On Libraries, Reusability and Composability
Tags: programming.nodejs
There’s been a lot of brouhaha and schadenfreude regarding the recent failures in the NodeJS/NPM community.
Essentially the problem / schadenfreude focuses on two aspects:
A mutable package repository, allowing un-publishing of packages; this creates a number of practical & security problems.
NodeJS’s ethos of “micropackages”; the package at the focal point of the issue was an 11-line package, to left-pad a string.
Here’s a prominent post, Haney Codes’ “Have We Forgotten How to
Program?”,
which criticises NodeJS/NPM for having packages such as “isArray” or
“isPositiveInteger”; along with many other examples any non-Node programmer
will find absurd, horrifying, and hilarious.
My favourite bit:
if you cannot write a left-pad, is-positive-integer, or isArray function in 5 minutes flat (including the time you spend Googling), then you don’t actually know how to code. Hell, any of these would make a great code screening interview question to determine whether or not a candidate can code.
(Of course, some applicants [and self-described programmers!] fail Fizz-Buzz, so).
The NodeJS/NPM crowd in response point to this comment from sindresorhus (who, apparently, curates the very popular awesome-nodejs list), defending one-line packages. – The defense, essentially, is that these are versioned ‘snippets’, which provide a reusable abstraction.
Composition
A fun thing is. Haskell kids take this idea, and do kindof the opposite thing. Where NodeJS says “here’s a snippet we can use everywhere”, Haskell is more like “here’s a typeclass which is used everywhere”; e.g. semi-group or monoid or any of that.
– From the Category-Theory side of things, computation/programming is much
more about composition (than
simply naming/abstracting complexity, per se). e.g. FRP as a ‘fundamental’
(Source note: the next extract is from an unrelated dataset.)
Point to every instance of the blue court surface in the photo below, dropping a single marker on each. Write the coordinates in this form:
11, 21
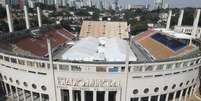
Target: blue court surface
171, 43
solution to the problems of event-handling callbacks; FRP is basically
composing streams.
(“A monad is a monoid in the category of” blah blah blah – Monads are a way of
composing things).
I understand Haskell in particular runs into ‘cabal-hell’, ’cause of poor handling of transitive dependencies (it can’t have two copies of the same-package/same-version/different-dependency-version); and so when code is re-used so often, conflicts arise fairly often. (Moreover, since it’s compiled, it’s the ABIs conflicting, rather than a more forgiving dynamic-language interpretation like in Ruby or Python).
– So I wonder how “use a good type system” allows composition; & how that
compares/contrasts to Node’s.
Haskell’s typeclasses allow a benefit which you can’t really get easily in the
more mainstream languages.
Purpose of Libraries
Here’s a post from Benjamin Sandofsky, “When to Avoid
Libraries”, arguing for
prudence as to when to use external libraries; that programs should build their
own abstractions unless they shouldn’t. (Ah, the ol’ “it depends” really is the
answer to all topics in programming).
In comparison to the above, Sandofsky agrees that functions shouldn’t be
packages. Sandofsky argues (interestingly) that frameworks make a good starting
point, but that programmers should iterate towards proper abstractions/models
for fitting the problem domain they’re trying to solve. Sandofsky concedes that
a library should be used if a complicated task needs to be done, and you’re not
interested in the details.
Aside from saying “iterate towards a domain”, the other cute insights are “DRY code/libraries are quite difficult to debug”, and “if an abstraction leaks, no one cares which package is at fault in your program”.
Other Thoughts
I can kindof agree with the idea of “reusable snippets of code” being a good
thing. Usually the collections of snippets get called “Utils”. It’s common
enough on various Java answers to see answers of “Oh, just use Apache Commons
for that string encoding task”.
OCaml’s core library is infamously lacking in features.
– But since packaging systems aren’t more granular than ‘packages’/projects, I
don’t see that the above ethoses can reconcile.